Over time COPD exacerbations become more frequent and more severe, and this is associated with increasing functional impairment. Thus it is the patients with more severe COPD who are prone to more severe exacerbations and are more likely to need hospital admission, especially in the winter months when respiratory viral infections are common 8. Risk factors for exacerbation relapses include low pre-treatment FEV1, a need to increase bronchodilator or corticosteroid use, previous exacerbations (more than three in the last 2 yrs), prior use of antibiotics and the presence of comorbid conditions (congestive heart failure, coronary artery disease, chronic renal or liver failure) 9–12. Patients with exacerbations are at increased risk of dying compared with patients who do not exacerbate or those who do so but do not require hospital admission 13.
Bacteria, viruses and environmental agents account for the vast majority of episodes of exacerbation (table 1⇓). In a recent study of patients admitted to hospital with severe exacerbations, 78% of patients had evidence of viral or bacterial infection (fig. 1⇓) 14. However, many patients suffer from exacerbations where no specific causes can be identified.
Several lines of evidence now implicate bacteria as an important cause of exacerbation of COPD 15, 16. Bronchoscopic sampling of the distal airways of the lung has demonstrated the presence of pathogenic bacteria in 50% of exacerbations. Acquisition of new strains of bacterial pathogens has been associated with a more than two-fold increase in the risk of exacerbation 17. Systemic and mucosal immune responses to nontypeable Haemophilus influenzae, Moraxella catarrhalis and Streptococcus pneumoniae develop in the majority of exacerbations associated with isolation of these bacteria from sputum. Bacterial exacerbations are associated with increased numbers of activated neutrophils in sputum that decline with treatment of the exacerbations using antibiotics 18. Antibiotic treatment of exacerbations appears to be beneficial, especially in patients with more severe underlying obstructive disease and multisymptom exacerbations 19.
The host–pathogen interaction that determines the consequence of acquisition of strains of bacterial pathogens in a patient with COPD is complex.
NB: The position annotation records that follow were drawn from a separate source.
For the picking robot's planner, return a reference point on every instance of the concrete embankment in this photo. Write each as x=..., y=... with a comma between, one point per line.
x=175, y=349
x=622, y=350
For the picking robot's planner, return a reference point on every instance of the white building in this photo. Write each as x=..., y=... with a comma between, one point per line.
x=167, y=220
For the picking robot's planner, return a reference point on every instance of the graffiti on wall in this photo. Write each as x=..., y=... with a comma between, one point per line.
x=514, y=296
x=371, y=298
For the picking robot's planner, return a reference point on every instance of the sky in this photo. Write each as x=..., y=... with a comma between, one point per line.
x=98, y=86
Increased understanding of this interaction is required to develop an effective means of treatment and prevention of bacterial exacerbations. Pathogen factors that may determine the outcome of the host–pathogen interaction include the ability of bacterial strains to elicit cytokines from and to invade airway epithelial cells. Bacterial colonisation is frequently found in patients with COPD but not in matched normal smokers, and this is associated with an increase in inflammatory markers in induced sputum, suggesting that bacterial colonisation may be a factor increasing airway inflammation 20. There is an association between bacterial colonisation and increased markers of inflammation in sputum 18 and with the frequency of exacerbations 12.
Host factors that may be important include the development of a mucosal antibody response, as well as cellular immunity to bacterial pathogens. Alterations in innate immunity are likely to be of substantial importance, although these have not been investigated. There is evidence to suggest a defect in macrophage phagocytosis in COPD patients that may result in defective clearance of infectious agents from the lower respiratory tract 21.
Inflammation is recognised as an important pathological feature of COPD and exacerbations are now thought to represent the clinical manifestations of increased inflammation. Little information is available about the patterns of inflammation and spectrum of mediators in exacerbations due to different causal mechanisms.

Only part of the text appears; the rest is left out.